Bean se recostó y miró el techo. Pero no podía ver el techo, así que cerró los ojos. Cuando los cerró, brotaron las lágrimas.

—Fue una decisión tremenda —murmuró—. Cualquier decisión que tomáramos estaría mal. No lo hablamos con vosotros porque no teníais suficiente experiencia de vida como para tomar una decisión inteligente. Los tres estabais condenados a morir a los veinte años. Pensábamos que en una veintena de años encontraríamos una cura y podríais regresar a la Tierra, mientras aún os quedaba una vida por delante.

—El problema genético es muy complicado —dijo Ender.

—Si nos hubiéramos quedado en la Tierra, hace tiempo que estaríais muertos. Vuestros hermanos normales llegaron a tener… ¿Cuánto? ¿Ciento diez años?

—Dos de ellos —dijo Ender—. Todos llegaron a ser centenarios, cuando menos.

—Y vosotros tres habríais sido un triste recuerdo… hermanos que tenían un trágico defecto genético y habían muerto con solo un quinto de una vida.

—Un quinto de una vida es mejor que esto —susurró Sergeant.

—En absoluto —manifestó Bean—. Yo he tenido un quinto de una vida, y no es suficiente.

—Cambiaste el mundo —sostuvo Ender—. Salvaste el mundo dos veces.

—Pero no viviré para veros casados y con hijos —dijo Bean.

—No te preocupes —añadió Carlotta—. Si Ender y tú no encontráis una cura para esto, yo no pienso tener hijos. No le legaré esta cosa a nadie.

—A eso iba —dijo Bean—. Cuando Petra y yo os concebimos, creíamos que había un científico que podía solucionar las cosas. Fue él quien activó la Clave de Anton en mí. El que mató a los demás sujetos experimentales. No nos proponíamos haceros esto. Pero estaba hecho, y solo podíamos pensar en lo que hacía falta para daros una vida auténtica.

—Tu vida es auténtica —dijo Ender—. Me conformaría con una vida como la tuya.

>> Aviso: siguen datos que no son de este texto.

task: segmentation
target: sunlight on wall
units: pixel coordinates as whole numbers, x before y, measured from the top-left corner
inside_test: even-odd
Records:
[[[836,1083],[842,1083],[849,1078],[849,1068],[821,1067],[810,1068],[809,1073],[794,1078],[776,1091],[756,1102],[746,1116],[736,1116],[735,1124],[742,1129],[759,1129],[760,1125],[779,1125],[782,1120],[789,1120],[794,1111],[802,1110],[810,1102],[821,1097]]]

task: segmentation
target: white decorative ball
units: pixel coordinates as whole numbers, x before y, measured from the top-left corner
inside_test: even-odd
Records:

—Estoy viviendo en una caja de la que no puedo salir —dijo Bean, apretando los puños. Nunca se había propuesto hablarles así. Esa humillante autocompasión le resultaba intolerable, pero era preciso que entendieran que él había tenido razón al hacer lo que fuera necesario para impedir que ellos fueran engañados como lo había sido él—. ¿Qué tiene de malo pasar los cinco o diez primeros años de vuestra vida en el espacio, mientras tengáis los noventa años siguientes… e hijos que vivirán un siglo, y nietos? Yo nunca veré tal cosa, pero vosotros sí.

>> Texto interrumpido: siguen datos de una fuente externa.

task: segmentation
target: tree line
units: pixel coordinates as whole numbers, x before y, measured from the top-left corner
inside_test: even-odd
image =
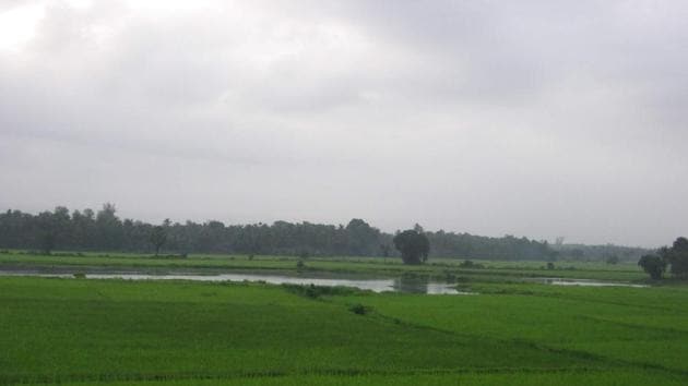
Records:
[[[546,241],[506,236],[489,238],[468,233],[425,231],[429,245],[424,258],[551,260],[556,252]],[[239,253],[313,256],[400,256],[395,234],[380,231],[363,219],[344,225],[275,221],[272,225],[225,225],[210,220],[161,225],[121,219],[112,204],[70,212],[58,206],[36,215],[21,210],[0,214],[0,248],[49,253],[110,251],[187,254]]]
[[[638,265],[654,280],[669,270],[675,278],[688,279],[688,239],[677,238],[672,246],[662,246],[656,253],[640,257]]]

—No, no lo veremos —murmuró Sergeant—. No hay cura. Somos una nueva especie que tiene una expectativa de vida de veintidós años, aparentemente, mientras pasemos nuestros últimos cinco años en una gravedad del diez por ciento.

—¿Entonces por qué quieres matarme? —preguntó Bean—. ¿No te parece que mi vida ya es bastante corta?

En respuesta, Sergeant aferró la manga de Bean y lloró. Ender y Carlotta se cogieron la mano y miraron. Bean no sabía lo que sentían. Ni siquiera sabía por qué lloraba Sergeant. No entendía a nadie, y nunca había entendido a nadie. Él no era Ender Wiggin.

Bean lo buscaba en ocasiones, explorando las redes informáticas a través del ansible, y al parecer Ender Wiggin tampoco llevaba una gran vida. Soltero, sin hijos, volaba de mundo en mundo y nunca se quedaba mucho tiempo en ninguna parte, y luego volvía a la velocidad de la luz para mantenerse joven mientras la raza humana envejecía.

Igual que yo. Ender Wiggin y yo optamos por lo mismo, mantenernos al margen de la humanidad.

Bean ignoraba por qué Ender Wiggin huía de la vida. Bean había tenido su breve y dichoso matrimonio con Petra. Bean tenía estos hijos desdichados, hermosos, imposibles, pero Ender Wiggin no tenía nada.

Es una buena vida, pensó Bean, y no quiero que termine. Tengo miedo de lo que ocurrirá con estos niños cuando me haya ido. No puedo dejarlos ahora y no tengo opción. Los amo más de lo soportable, y no puedo salvarlos. Son infelices y no puedo remediarlo. Por eso estoy llorando.